第138回
一条真也
『孤独の意味も、女であることの味わいも』三浦瑠璃著(新潮社)
 新進気鋭の国際政治学者として注目を集めている著者の初の自伝的著作です。時折、TVで見る著者の外見や発言、身のこなしには「恵まれているいい女」というイメージが強く、それが鼻につくという人は多いと思います。正直、わたしもそんな一人でした。
 しかし、本書を読んで、けっして著者の人生が順風満帆でなかったこと、それどころか逆風の連続だったことを知り、認識を改めました。そして何より、著者の卓越した文章のうまさに脱帽した次第です。
 著者は1980年、神奈川県生まれ。幼少期を同県の茅ヶ崎、平塚で過ごし、県立湘南高校に進学。東京大学農学部を卒業後、同公共政策大学院及び同大学院法学政治学研究科を修了し、博士号(法学)を取得。東京大学政策ビジョン研究センター講師を経て、山猫総合研究所代表取締役に就任。「朝まで生テレビ! 」、「ワイドナショー」などテレビでも活躍する一方、旺盛な執筆、言論活動を続けています。
 本書にはショッキングな内容が多々書かれています。中学時代に遭ったいじめ、集団レイプの被害者となった悲劇、大学生時代に妻子ある男性と不倫していたこと、そして最初の子どもを死産したこと・・・・・・正直、「ここまで書くとは!」と驚きました。
 最初の子を死産で失った著者は深い悲しみの淵で打ちひしがれましたが、さまざまな不安を乗り越え、次の子を無事に出産します。

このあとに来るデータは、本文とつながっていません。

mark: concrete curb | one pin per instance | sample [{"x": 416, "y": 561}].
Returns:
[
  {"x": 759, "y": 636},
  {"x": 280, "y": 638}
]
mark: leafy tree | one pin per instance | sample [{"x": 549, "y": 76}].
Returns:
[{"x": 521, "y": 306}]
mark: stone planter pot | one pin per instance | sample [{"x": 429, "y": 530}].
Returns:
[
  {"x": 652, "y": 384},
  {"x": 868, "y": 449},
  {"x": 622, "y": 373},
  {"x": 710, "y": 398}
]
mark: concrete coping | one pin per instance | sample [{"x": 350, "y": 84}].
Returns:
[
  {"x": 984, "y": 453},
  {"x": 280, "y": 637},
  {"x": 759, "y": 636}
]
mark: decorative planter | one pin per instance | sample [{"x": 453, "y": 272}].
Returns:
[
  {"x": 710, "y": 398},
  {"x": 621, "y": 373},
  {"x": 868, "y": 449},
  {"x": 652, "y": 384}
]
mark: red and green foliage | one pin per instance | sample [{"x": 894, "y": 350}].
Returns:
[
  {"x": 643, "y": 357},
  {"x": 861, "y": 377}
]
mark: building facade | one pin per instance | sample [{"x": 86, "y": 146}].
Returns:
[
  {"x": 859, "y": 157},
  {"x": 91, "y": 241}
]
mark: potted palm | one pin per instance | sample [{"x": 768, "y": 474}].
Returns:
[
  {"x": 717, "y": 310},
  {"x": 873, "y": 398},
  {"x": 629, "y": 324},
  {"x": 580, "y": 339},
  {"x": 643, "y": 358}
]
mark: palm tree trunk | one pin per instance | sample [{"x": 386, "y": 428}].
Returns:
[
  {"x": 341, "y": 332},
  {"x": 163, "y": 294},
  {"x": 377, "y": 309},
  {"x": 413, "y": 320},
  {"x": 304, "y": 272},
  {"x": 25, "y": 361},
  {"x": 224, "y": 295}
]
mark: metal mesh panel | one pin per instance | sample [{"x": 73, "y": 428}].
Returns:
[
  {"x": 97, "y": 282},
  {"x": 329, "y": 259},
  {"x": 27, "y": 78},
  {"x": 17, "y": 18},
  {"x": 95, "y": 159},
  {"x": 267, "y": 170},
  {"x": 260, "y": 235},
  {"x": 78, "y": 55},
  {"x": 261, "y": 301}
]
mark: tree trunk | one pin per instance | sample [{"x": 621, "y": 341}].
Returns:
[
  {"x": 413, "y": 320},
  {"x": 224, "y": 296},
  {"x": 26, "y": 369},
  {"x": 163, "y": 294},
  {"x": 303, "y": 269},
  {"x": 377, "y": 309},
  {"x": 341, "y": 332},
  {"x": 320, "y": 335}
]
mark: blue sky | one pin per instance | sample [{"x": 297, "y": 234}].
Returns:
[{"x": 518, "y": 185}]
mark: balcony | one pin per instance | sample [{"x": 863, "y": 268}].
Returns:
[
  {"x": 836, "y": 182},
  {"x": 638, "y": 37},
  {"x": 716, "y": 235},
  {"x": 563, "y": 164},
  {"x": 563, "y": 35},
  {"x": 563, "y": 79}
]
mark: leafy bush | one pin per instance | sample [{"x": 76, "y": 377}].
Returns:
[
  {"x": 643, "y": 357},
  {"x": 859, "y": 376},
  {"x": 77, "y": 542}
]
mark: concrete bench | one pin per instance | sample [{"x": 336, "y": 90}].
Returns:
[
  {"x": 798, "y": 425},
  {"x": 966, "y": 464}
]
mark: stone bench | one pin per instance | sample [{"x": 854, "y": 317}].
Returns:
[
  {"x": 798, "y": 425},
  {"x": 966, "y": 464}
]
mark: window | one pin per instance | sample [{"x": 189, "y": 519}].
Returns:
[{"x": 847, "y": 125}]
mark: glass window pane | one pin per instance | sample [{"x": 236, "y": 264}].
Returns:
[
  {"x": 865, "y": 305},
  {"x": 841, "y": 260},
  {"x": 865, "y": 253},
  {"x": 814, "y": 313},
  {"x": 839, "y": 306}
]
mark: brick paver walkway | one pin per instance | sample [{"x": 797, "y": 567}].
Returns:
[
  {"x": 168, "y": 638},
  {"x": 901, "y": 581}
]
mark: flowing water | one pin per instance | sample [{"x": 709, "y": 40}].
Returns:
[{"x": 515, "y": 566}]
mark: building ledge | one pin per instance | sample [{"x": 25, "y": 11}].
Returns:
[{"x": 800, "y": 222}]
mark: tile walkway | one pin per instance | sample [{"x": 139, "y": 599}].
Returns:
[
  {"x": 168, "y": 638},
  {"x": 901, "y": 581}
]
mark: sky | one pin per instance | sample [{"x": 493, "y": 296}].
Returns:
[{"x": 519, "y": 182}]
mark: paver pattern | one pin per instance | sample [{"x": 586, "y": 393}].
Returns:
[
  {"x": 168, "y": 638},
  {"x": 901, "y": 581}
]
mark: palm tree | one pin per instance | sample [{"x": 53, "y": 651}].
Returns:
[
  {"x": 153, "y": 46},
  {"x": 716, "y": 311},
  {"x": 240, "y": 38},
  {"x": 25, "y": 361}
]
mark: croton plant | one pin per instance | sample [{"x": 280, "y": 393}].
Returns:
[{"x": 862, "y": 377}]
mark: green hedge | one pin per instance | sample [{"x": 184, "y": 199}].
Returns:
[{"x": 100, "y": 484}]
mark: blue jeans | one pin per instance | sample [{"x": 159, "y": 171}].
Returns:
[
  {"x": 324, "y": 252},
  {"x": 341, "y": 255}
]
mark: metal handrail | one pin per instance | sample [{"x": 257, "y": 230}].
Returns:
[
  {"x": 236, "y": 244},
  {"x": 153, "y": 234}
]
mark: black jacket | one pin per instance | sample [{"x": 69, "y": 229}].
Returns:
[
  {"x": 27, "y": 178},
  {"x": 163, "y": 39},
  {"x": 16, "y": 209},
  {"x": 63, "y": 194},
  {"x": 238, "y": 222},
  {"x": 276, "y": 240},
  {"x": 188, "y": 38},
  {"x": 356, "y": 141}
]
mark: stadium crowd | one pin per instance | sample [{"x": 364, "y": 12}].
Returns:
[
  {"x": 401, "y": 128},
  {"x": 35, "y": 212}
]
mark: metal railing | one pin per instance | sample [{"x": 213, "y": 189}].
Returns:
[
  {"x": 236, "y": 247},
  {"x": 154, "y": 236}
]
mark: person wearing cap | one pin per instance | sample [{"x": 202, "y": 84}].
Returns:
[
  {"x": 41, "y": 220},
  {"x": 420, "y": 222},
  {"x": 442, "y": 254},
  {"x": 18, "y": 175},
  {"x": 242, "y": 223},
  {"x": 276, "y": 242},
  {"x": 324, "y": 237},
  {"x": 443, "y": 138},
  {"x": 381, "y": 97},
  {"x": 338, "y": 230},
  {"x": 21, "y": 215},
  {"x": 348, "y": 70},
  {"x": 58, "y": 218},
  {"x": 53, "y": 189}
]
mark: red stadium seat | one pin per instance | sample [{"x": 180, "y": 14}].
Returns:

 わが子がすやすやと眠る姿を見ながら、著者は、「眺めても眺めても、あきなかった。匂いを嗅ぐだけで、あの子に寄り添うだけで、満たされた。節ごとにぷっくりと膨らんだやわらかな肌。ぽやぽやとしたおでこの生え際の、甘いミルクのような匂い。そっと持ち上げて枕の上に載せると、彼女のちいさな身体がその分だけの静かなくぼみを作った。このちいさな赤ちゃんを肥えさせて、背中が痒かったり眠かったりするそのちいさな思いを汲みとってやることが、私の日々の主な仕事になった」と述べます。愛情に溢れた名文です。
 本書の最終章となる「孤独を知ること」で、著者は孤独と悲しみと無縁ではなかった自分の人生を振り返った後で、「少なくとも、救えない子なんていないのだ、と私は思いたいし、大なり小なり誰だって傷を抱えて生きているのだ、とも思う。あなた自身を、出来事や外部に定着させてはいけない。あなたのことはあなた自身が定義すべきなのだから」と述べています。本書には著者の恋愛観なども書かれており、これがまた秀逸なのですが、いずれにしても、令和の新しい時代を生きる「女」たちにとっての生き方の指針となるようなパワーを持った本であると思いました。